Lors de la dernière campagne électorale en 2015, Avigdor Lieberman, leader de la formation d’extrême-droite Israël Beiteinu, qui vient d’être invité par le Premier ministre israélien à rejoindre le gouvernement comme ministre de la défense, avait suggéré aux Arabes d’Israël de quitter le pays s’ils marquaient la Nakba : « Les citoyens israéliens qui lèvent le drapeau noir le jour de la Nakba sont libres de partir et je serai ravi de les donner à Abu Mazen (NDLR, le président de l’Autorité palestinienne). » Un député de son parti avait tenté – sans réussir – de faire passer un projet de loi qui visait à punir jusqu’à trois ans de prison les citoyens israéliens qui marquent la Nakba. Mais ce même député avait réussi à faire adopter en 2011 une loi qui coupe tout financement gouvernemental à des institutions qui rejettent ouvertement la reconnaissance d’lsraël, comme un Etat juif et démocratique, ou qui commémore l’indépendance israélienne comme une journée de deuil.

Cette confrontation mémorielle autour de la Nakba traduit naturellement l’impasse politique actuelle où aucune perspective de paix ne se dessine, alors que la colonisation israélienne se poursuit en Cisjordanie et que le Hamas n’a pas abrogé sa charte qui prêche la destruction de « l’entité sioniste », même si certains leaders du mouvement islamiste s’en sont distancés. L’affrontement mémoriel est rendu plus aigu par la profonde asymétrie géostratégique entre la puissance de l’armée israélienne et la faiblesse militaire des Palestiniens. Face à une situation militaire et politique bloquée, l’affrontement mémoriel devient un enjeu central.

La sémantique et les symboles, armes de combat

Dans ce climat délétère, la sémantique et les symboles restent plus que jamais des armes de combat, tant Yom Atsmaout que la Nakba demeurent les marqueurs essentiels respectivement de l’identité israélienne et palestinienne. Le mot de « Nakba » – « catastrophe » – renvoie à celui de « Shoah », qui en hébreu, signifie lui aussi « catastrophe », mais pour évoquer l’extermination des juifs d’Europe par les nazis. Extermination qui selon une étude israélienne est niée par 40% des arabes israéliens. Alors que pour les juifs israéliens, le génocide perpétré par les nazis constitue l’une des justifications de l’évidente nécessité d’un Etat juif comme refuge. Quant au sionisme, il est vu dans l’historiographie classique israélienne comme un mouvement de libération nationale, alors qu’il est décrit par l’historiographie palestinienne comme une idéologie colonialiste, voir raciste.

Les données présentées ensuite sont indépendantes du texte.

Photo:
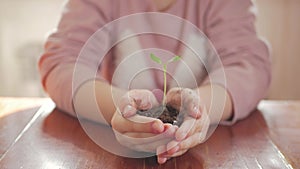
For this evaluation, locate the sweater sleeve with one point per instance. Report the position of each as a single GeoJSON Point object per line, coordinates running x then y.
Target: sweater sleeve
{"type": "Point", "coordinates": [80, 19]}
{"type": "Point", "coordinates": [245, 57]}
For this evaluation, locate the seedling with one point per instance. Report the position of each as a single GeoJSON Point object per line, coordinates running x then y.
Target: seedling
{"type": "Point", "coordinates": [164, 66]}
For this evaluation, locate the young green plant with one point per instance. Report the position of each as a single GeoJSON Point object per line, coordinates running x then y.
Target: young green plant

Dès les années 1980, le courant des « nouveaux historiens » israéliens (Tom Seguev, Ilan Pappe, Benny Morris…), à partir des archives israéliennes et britanniques, ont remis en cause l’historiographie traditionnelle israélienne, montrant comment des centaines de milliers de Palestiniens en 1948 ont été poussés à partir, fuyant les combats, mais aussi poussés par des méthodes d’intimidation et par la force. Une ONG israélienne, Zochrot, répertorie les destructions et spoliations des Palestiniens subis en 1948. Selon un sondage de 2008 réalisés auprès de juifs Israéliens, 47% considèrent qu’en 1948, « les juifs ont joué un rôle dans la Nakba ». Est-ce pour cette raison que le gouvernement israélien en 2014 a mis l’accent sur l’exode des juifs des pays arabes comme contre-point à la Nakba ? La Knesset a ainsi adopté la loi qui rappelle « la déportation des Juifs des terres arabes et d’Iran ». De fait, la quasi-totalité des juifs du monde arabe (856.000 selon les autorités israéliennes) ont, eux aussi, été forcés de quitter leur terre natale, la plupart, en abandonnant leurs biens.

Sans processus de paix, la bataille mémorielle ne peut que s’intensifier. Pour les autorités israéliennes comme palestiniennes, la légitimité de leur cause se trouve encore et toujours dans une rhétorique victimaire. L’année prochaine marquera un demi-siècle d’occupation de la Cisjordanie et de Gaza et gageons que la guerre des récits s’aiguisera encore.